Matching data and the values of their properties
This can be addressed by allowing the definition of a function which is called when a match is being tested. The environment would provide functions which execute a query and return its results.
- inputs to the function are in the typical vars table.
- return true if these vars match, otherwise false.
Some examples of what you would want to use this for:
- regular expression matching on the string coming in. This could be done by making a match which is simply %name% and then testing from the match-function.
- test to see if this is a person's name by looking it up in the database.
- Are there any cases where the match isn't going to be a simple '%abc%', but have other words in it etc?
This function is called when testing to see if a rule matches, if the simple text match already matched. If this function returns true it actually is a match, if it returns false it overrides the simple text match.
This actually requires a new type of match type. Say the case of matching numbers entered as actual ascii digits. What do you match to?
- first instinct is %number%, but this is a recursive definition because the type is %number%, which isn't really what we want. In this case, we don't actually want the search algorithm to try to find a match for a number. We just want a variable there called number. In some cases we may actually want to let it search for a number, then pass it to us for further testing. I'm not sure when, but I don't see anything wrong with allowing that... Anyway, I think the solution here is to add a new identifier here like _ to signify that we don't actually want to match against number, we just want to capture it as a variable for use in the match function later. So %_number%.

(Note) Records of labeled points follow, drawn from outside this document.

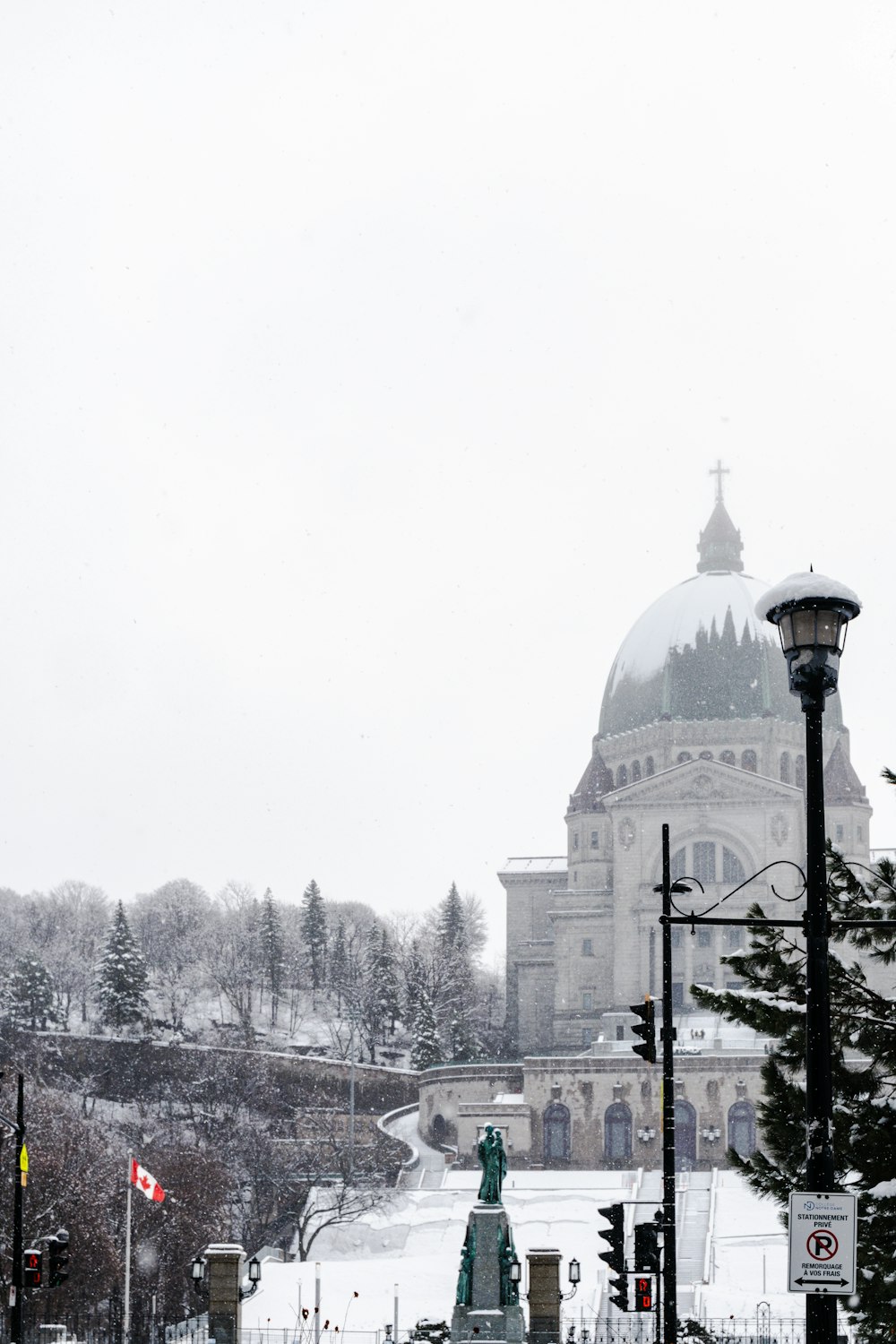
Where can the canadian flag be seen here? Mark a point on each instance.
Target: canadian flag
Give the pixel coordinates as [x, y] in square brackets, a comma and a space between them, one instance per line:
[142, 1180]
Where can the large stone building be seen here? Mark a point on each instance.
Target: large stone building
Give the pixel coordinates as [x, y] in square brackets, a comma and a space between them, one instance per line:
[699, 730]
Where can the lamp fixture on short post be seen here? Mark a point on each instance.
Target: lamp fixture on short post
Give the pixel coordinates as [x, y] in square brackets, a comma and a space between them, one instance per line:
[254, 1279]
[573, 1274]
[812, 613]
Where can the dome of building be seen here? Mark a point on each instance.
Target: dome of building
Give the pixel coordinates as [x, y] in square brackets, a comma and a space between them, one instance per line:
[700, 650]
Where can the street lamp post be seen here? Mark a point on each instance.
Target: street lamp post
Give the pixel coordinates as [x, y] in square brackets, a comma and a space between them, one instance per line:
[812, 613]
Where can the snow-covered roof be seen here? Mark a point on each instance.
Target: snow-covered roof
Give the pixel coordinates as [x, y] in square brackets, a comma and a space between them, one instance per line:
[552, 863]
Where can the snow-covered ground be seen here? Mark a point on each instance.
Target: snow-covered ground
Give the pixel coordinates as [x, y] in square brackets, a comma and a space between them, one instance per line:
[411, 1249]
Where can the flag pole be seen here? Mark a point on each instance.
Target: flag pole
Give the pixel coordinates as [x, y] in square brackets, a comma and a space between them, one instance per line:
[126, 1322]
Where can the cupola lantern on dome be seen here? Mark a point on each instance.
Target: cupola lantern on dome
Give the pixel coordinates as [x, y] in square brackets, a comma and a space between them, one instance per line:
[702, 650]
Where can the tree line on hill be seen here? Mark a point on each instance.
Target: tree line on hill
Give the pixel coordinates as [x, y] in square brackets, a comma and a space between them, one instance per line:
[395, 988]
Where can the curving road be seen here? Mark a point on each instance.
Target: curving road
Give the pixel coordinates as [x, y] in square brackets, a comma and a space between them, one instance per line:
[430, 1172]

Need to be able to match against parts of the RDF database. Ex:
... ?person contacts:person ?name ...
all of the ?name results can be matched against.
or
?contact ex:name ?name .
?contact ex:email ?email ...
match ?name as a %person% type. Result is ?email %email address% type.
match: "%person%"
match-sparql: "/intro/ SELECT ?email WHERE { ?contact ex:name %person% . ?contact ex:email ?email }"
How does this type of search work?
Optimizations
The search is a complete search. It finds all possible matches, not just one. This makes sense now, but an optimization algorithm here is going to be closely related to the algorithm that predicts how to interpret each ambiguous statement.
- keep track of how often certain matches are used as a top level query (this is probably a hard part of the search) - I'd check it out though.
Old issues (already dealt with) - here for completeness and reference
Can a rule have multiple match types?
How does this effect the performance? * it seems like it may effect performance, but is really unavoidable. This abstraction is really useful. Tests could be done later to determine if expanding rules with multiple matchtypes to the equivalent set of multiple rules.
Is there any other way to handle this type of abstraction?